Si, par exemple, nous faisons l’achat d’un bateau, nous procédons à une ACS+ pour déterminer si nous affectons d’une manière disproportionnée certains groupes d’hommes et de femmes qui pourraient ne pas pouvoir travailler sur ce bateau à cause d’un certain facteur. Si nous achetons un avion à réaction et que nous apprenons que pour pouvoir le faire voler vous devez mesurer deux mètres et peser 115 kg, cela éliminerait probablement 95 % des membres des forces aériennes. Il s’agit réellement d’examiner les effets de vos décisions, de poser des questions que nous aurions probablement posées de toute façon, mais désormais le processus est plus formel.
L’ACS+ a joué un rôle énorme dans l’élaboration de notre nouvelle politique de défense, intitulée « Protection, sécurité, engagement ». Des perspectives de genre ont été incorporées dans tout le document, qui traite longuement des hommes et des femmes en uniforme.

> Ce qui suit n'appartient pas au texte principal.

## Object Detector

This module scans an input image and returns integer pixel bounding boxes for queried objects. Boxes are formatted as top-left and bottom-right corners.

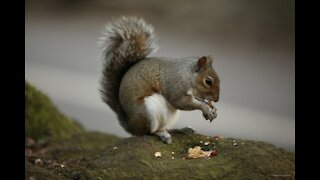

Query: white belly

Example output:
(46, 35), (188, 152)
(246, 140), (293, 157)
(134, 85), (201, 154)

(144, 93), (180, 133)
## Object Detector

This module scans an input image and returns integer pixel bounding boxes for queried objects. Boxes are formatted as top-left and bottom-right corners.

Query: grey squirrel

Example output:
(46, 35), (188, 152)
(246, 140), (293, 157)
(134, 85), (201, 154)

(100, 17), (220, 144)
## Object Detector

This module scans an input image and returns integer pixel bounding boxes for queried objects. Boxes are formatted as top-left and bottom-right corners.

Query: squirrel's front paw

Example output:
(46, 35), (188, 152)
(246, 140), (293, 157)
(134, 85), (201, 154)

(203, 107), (217, 122)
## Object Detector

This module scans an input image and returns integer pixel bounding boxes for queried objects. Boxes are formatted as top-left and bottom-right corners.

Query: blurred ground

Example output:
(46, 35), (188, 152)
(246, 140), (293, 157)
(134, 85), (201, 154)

(25, 0), (295, 151)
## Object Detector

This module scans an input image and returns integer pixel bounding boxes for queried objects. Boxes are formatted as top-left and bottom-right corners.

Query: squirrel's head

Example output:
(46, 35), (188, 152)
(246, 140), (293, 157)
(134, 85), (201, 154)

(194, 56), (220, 102)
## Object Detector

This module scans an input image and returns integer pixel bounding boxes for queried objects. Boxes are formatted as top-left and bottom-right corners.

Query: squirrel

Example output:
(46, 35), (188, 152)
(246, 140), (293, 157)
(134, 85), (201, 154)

(100, 16), (220, 144)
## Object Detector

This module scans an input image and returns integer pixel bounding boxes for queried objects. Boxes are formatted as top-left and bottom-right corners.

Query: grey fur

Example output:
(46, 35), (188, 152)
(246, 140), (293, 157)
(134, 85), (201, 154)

(101, 17), (219, 143)
(100, 17), (157, 129)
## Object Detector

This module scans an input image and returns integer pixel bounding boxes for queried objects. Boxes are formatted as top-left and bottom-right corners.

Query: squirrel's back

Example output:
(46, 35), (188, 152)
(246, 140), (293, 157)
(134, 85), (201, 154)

(100, 17), (156, 128)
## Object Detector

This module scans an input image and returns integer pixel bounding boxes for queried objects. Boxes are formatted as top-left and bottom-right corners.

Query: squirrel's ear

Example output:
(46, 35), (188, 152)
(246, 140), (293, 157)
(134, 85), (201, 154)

(197, 56), (208, 71)
(207, 54), (214, 64)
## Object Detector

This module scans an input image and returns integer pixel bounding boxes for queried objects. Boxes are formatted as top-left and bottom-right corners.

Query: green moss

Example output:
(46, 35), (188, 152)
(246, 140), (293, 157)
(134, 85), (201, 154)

(25, 82), (295, 179)
(25, 81), (83, 140)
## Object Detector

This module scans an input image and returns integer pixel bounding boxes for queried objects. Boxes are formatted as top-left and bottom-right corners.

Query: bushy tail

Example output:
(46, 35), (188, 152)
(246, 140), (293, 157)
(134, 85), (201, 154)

(100, 17), (156, 128)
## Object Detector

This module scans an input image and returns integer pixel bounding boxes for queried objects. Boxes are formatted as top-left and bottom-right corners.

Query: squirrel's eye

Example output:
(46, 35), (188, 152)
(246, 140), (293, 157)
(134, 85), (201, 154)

(205, 77), (212, 86)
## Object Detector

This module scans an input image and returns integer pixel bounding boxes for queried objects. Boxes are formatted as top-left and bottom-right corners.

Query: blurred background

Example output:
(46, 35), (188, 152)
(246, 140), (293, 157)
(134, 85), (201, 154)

(25, 0), (295, 151)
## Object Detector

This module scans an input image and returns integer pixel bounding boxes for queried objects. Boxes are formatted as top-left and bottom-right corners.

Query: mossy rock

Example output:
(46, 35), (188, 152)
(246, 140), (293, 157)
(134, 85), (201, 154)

(25, 82), (295, 179)
(25, 81), (83, 140)
(27, 130), (295, 179)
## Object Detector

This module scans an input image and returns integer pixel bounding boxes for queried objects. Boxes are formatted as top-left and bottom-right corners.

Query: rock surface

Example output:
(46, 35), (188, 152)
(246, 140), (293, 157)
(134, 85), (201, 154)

(25, 83), (295, 179)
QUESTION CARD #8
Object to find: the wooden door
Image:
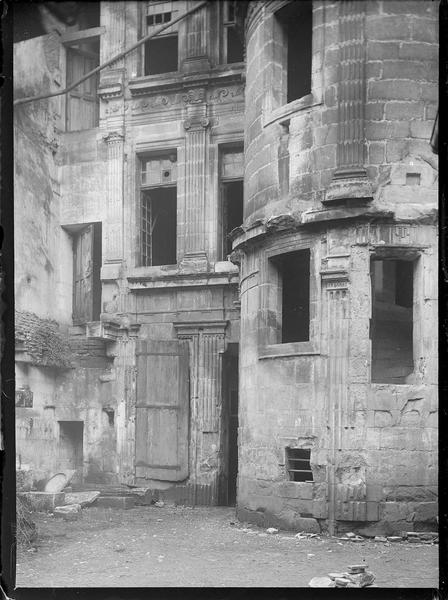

La philosophie directrice est « Notre personnel d’abord, la mission toujours » – c’était l’inverse auparavant. Nous sommes même allés au-delà de la célébration de la diversité. Il s’agit réellement d’inclusivité. Tel est notre objectif dans la haute hiérarchie : demander ce que chaque personne peut apporter au travail que nous avons à faire et sélectionner les différentes caractéristiques qui, mises ensemble, nous rendrons plus forts.